Japan is reversing its avowedly anti-nuclear stance, restarting idled plants and looking to develop a new generation of reactors, announced Prime Minister Fumio Kishida on Wednesday. This major policy shift from the world’s third biggest economic power underlines both the seriousness of the global energy crisis and points to the most likely way ahead.
This announcement would have seemed unimaginable a decade ago in the wake of the Fukushima nuclear disaster, which saw the plant flooded and led to three separate hydrogen explosions. Then prime minister Naoto ordered those living within a 12-mile radius of the plant to be evacuated as the Fukushima area was designated a contaminated wasteland. I well remember the widespread fear that we were days away from a radioactive cloud heading south to engulf us in Tokyo. Many fled, while others refused to venture outdoors. Iodine tablets were distributed and we hoped for the best.
The worst prophecies of disaster didn’t come true. The fact that it subsequently became apparent that the main problem with Fukushima was its ill thought through coastal location and poor plant design rather than any inherent problems with nuclear energy was immaterial. Voices of moderation and caution were drowned out by the shrill denunciations of the already powerful anti-nuclear lobby, who saw their apocalyptic warnings being fully justified.
The survivors of the two nuclear attacks are dwindling in number and the once regular anti-nuclear marches are seldom seen
Under pressure, prime minister Naoto pledged to ‘reduce and eventually eliminate [Japan’s] dependence on nuclear power’. He immediately closed the ageing Hamaoka plant and called for the abandonment of plans to build 14 new reactors. Japan now has just seven operating reactors (from a pre-Fukushima high of 50) with three offline due to maintenance. There are many others still in existence, but their operation is being held up by the strict licensing process imposed after Fukushima.
Around 80 per cent of the Japanese public opposed nuclear power in aftermath of Fukushima. The most vocal opposition came from the Hidankyo group – made up of survivors of the bombings of Hiroshima and Nagasaki. The group, who had 10,000 members at the time, called for the complete end of nuclear power generation in Japan back in 2012. Japan’s nuclear program seemed moribund.
But that was then and this is now. The ramifications of the war in Ukraine have made Japan, which imports 90 per cent of its energy, especially vulnerable.
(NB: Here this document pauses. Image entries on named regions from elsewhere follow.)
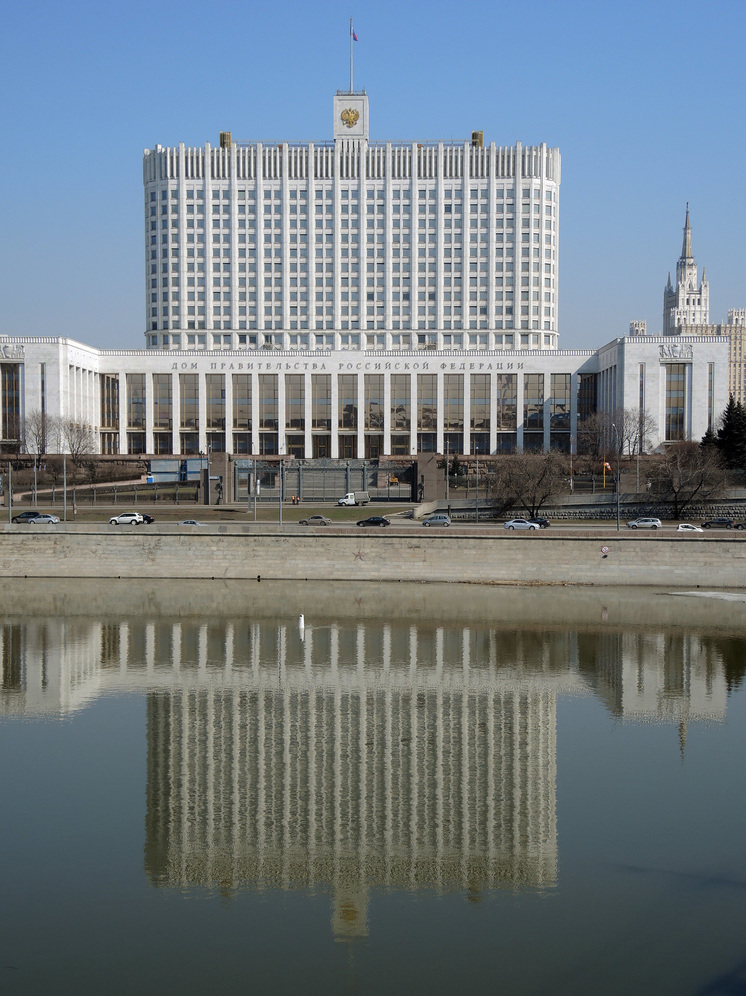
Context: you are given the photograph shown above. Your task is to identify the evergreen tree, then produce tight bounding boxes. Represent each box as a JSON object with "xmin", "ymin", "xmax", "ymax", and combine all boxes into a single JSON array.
[
  {"xmin": 717, "ymin": 394, "xmax": 746, "ymax": 471},
  {"xmin": 699, "ymin": 426, "xmax": 718, "ymax": 449}
]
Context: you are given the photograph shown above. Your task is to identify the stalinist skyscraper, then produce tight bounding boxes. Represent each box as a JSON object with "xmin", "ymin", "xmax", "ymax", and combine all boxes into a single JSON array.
[{"xmin": 663, "ymin": 204, "xmax": 710, "ymax": 335}]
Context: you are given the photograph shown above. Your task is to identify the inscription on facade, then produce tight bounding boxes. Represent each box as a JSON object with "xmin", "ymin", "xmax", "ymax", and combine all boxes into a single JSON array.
[
  {"xmin": 659, "ymin": 342, "xmax": 694, "ymax": 360},
  {"xmin": 0, "ymin": 342, "xmax": 23, "ymax": 360}
]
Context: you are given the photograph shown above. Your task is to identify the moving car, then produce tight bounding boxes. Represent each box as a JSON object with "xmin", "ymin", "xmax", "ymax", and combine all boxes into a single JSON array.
[
  {"xmin": 10, "ymin": 512, "xmax": 47, "ymax": 523},
  {"xmin": 422, "ymin": 512, "xmax": 451, "ymax": 526},
  {"xmin": 109, "ymin": 512, "xmax": 145, "ymax": 526}
]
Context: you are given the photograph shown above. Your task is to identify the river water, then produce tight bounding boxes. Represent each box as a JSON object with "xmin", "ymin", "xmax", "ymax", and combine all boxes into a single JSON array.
[{"xmin": 0, "ymin": 582, "xmax": 746, "ymax": 994}]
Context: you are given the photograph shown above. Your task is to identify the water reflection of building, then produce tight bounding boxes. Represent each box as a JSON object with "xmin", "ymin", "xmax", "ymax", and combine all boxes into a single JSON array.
[
  {"xmin": 580, "ymin": 632, "xmax": 727, "ymax": 723},
  {"xmin": 141, "ymin": 625, "xmax": 572, "ymax": 936},
  {"xmin": 0, "ymin": 618, "xmax": 726, "ymax": 937},
  {"xmin": 0, "ymin": 618, "xmax": 103, "ymax": 716}
]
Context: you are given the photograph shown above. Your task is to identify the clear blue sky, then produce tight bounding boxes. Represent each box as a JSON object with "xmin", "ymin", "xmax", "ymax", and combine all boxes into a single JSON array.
[{"xmin": 0, "ymin": 0, "xmax": 746, "ymax": 348}]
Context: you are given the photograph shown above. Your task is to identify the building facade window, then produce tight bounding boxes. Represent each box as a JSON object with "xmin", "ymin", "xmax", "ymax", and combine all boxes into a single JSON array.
[{"xmin": 665, "ymin": 363, "xmax": 686, "ymax": 443}]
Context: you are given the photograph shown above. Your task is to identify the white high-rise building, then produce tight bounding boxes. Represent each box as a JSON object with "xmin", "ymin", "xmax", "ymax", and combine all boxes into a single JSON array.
[
  {"xmin": 0, "ymin": 92, "xmax": 728, "ymax": 460},
  {"xmin": 143, "ymin": 92, "xmax": 560, "ymax": 350}
]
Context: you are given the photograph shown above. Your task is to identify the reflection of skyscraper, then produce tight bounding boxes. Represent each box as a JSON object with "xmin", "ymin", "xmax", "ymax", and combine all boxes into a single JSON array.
[
  {"xmin": 581, "ymin": 632, "xmax": 727, "ymax": 723},
  {"xmin": 0, "ymin": 618, "xmax": 102, "ymax": 716},
  {"xmin": 0, "ymin": 618, "xmax": 732, "ymax": 937}
]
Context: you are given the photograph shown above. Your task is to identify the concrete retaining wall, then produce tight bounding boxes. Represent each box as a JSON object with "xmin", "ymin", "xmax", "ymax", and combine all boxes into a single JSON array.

Then there is the post-lockdown financial crisis with its symptom: inflation, almost unheard of in Japan, is causing palpitations and focusing minds.
Then there is Kishida himself, whose views on energy have always seemed to favour the practical and achievable. He is one of the least vocal world leaders on anthropogenic climate change – does he really believe in it? This is the man who won the ‘fossil of the day’ award at COP26 for a speech deemed insufficiently zealous about the net-zero agenda. He has been diplomatically vague on the issue throughout his career, stressing the importance of energy security and technology as much as carbon emissions reductions.
Kishida’s announcement has surprised many, but it perhaps shouldn’t have done. He gave hints of his thinking on the matter in an important but underreported policy speech at the Mansion House in London in May (it was the same day Graham Brady announced the Tory leadership contest). He paid lip service to Japan’s 2030 emissions reduction targets (46 per cent by 2030 – as imagined in a ‘vision’ by jejune environment minister Shinjiro Koizumi) but since the target was set before he became PM and the end date will almost certainly fall outside Kishida’s tenure, it can’t be taken too seriously.
The key phrase he used in London was when he said Japan’s environmental policy must be compatible with ‘maintaining a stable energy supply’, a theme he developed by stressing the importance of nuclear energy while making only the briefest mention of renewables (no targets here). He didn’t even promise to phase out Japan’s remaining coal plants. It was strikingly equivocal language for a world leader at the time.
Kishida is even bolder now. He won a resounding victory in July’s upper house election and perhaps feels there will never have a better time to chart a new course. In any case, the fervent antipathy to all things nuclear is dissipating. Even though Kishida is from Hiroshima and has made a commitment to peace inspired by the bombing of his birthplace a theme in his public comments, the resonance of that event is slowly diminishing. The survivors of the two nuclear attacks are dwindling in number and the once regular anti-nuclear marches are seldom seen. The public mood has changed.
The question now is what impact Japan’s move will have on other countries. Most likely it will add some momentum to similar movements seen elsewhere. In the meantime, the message from Japan is this: we are heading back to what we told you once was the future, and then told you wasn’t; while not, of course, admitting that we shouldn’t have changed course in the first place.